Hiquet: Facebook Live is engaging one million people who are watching people going through obstacles, it is very important to us. Every year we stage a big event, the World’s Toughest Mudder, a 24-hour race with people going over 100 miles.
Last year we live streamed this race on our website and Facebook Live. There are some 2,000 people running this race, last year more than five million people watched from 200 countries.
The tipping point was at that moment, we realized our content is appealing and we can create live sport content for TV {and} the beginning of our relationship with CBS.
Incite: What advice would you give to brands trying to tell their story while providing value to the customer?
Hiquet: I think more than ever the customers are looking for an organization with a clear mission and based on the experience of Tough Mudder, we have a mission to deliver a life-changing experience. The mission, the value of the organization and to be able to translate that in terms of territories with a clear tone and point of view is a very important aspect.
I do believe in a new generation of customer, thinking in terms of transactional loyalty but also emotional loyalty.
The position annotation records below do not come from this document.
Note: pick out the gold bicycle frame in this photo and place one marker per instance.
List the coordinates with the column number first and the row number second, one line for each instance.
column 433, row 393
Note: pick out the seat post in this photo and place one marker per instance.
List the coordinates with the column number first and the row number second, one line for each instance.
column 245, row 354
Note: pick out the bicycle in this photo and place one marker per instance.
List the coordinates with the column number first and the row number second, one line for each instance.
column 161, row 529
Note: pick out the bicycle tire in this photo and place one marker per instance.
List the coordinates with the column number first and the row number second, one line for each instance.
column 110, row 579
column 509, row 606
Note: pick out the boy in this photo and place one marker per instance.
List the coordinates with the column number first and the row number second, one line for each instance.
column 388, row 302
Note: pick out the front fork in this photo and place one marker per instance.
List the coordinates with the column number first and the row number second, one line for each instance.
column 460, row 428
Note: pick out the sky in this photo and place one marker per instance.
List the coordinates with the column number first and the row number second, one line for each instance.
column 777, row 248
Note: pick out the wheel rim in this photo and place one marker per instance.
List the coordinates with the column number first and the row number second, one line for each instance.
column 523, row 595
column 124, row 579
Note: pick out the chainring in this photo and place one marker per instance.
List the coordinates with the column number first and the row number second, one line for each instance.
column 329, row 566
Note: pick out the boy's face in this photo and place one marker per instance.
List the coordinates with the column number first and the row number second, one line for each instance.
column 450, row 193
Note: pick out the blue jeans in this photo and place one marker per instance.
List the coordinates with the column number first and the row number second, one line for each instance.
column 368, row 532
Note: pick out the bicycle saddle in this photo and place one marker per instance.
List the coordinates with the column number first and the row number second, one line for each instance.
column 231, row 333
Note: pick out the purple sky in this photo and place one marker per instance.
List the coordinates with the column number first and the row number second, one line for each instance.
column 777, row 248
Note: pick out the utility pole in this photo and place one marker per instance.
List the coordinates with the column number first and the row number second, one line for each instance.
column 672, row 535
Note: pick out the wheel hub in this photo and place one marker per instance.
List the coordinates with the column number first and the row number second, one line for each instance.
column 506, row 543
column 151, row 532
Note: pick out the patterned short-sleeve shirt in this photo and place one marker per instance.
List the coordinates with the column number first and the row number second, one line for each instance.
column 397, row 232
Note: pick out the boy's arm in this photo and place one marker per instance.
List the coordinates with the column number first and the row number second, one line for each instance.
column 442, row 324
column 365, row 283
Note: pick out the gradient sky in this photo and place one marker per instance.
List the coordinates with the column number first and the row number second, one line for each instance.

As a clear editorial line, think in terms of “emotional loyals” and always push your brand and brand DNA through innovation; that could be a good start.
Incite: How do you maintain quality and scale for growth?
Hiquet: The first step is around content and to bring back in-house the design of video and a TV producer. More of our in-house team is educated to maintain quality and to protect the DNA of the brand.
Focus on quantifying measurements around content creation, storytelling, the efficiency of each piece of content and the last part is to scale and to grow, we like to take risks around new types of channels we can activate.
Incite: Do you currently assess the impact of your content? If so, what is your approach to measurement?
Hiquet: The ability to measure efficiency of each piece of content is key. On social we can follow the KPI, how long people are watching video, how many viewers, etc. We are not investing in TV ads but creating original content so we are trying to triangulate what is a TV rating and how the TV shows we produce are creating traffic on our website and sell sponsorships and monetize our brand.
Incite: How are you approaching personalization and is it a key priority for your marketing strategy?
Hiquet: I look at personalization as a dangerous world. For us, personalization-- when you are an experiential organization and consider yourself a tribe, you have to be careful how much you consider a data point to make changes to the experience.
Incite: What do you think is next for content & storytelling?
Hiquet: I think the correlation between data and content will be very important in the future to create content but also be able to refine what is the most efficient piece of content.
The type of content and the ability to create it with the brand DNA, and authenticity will be important in terms of how long the content should be…personalization is something that will be very important for the content of the future.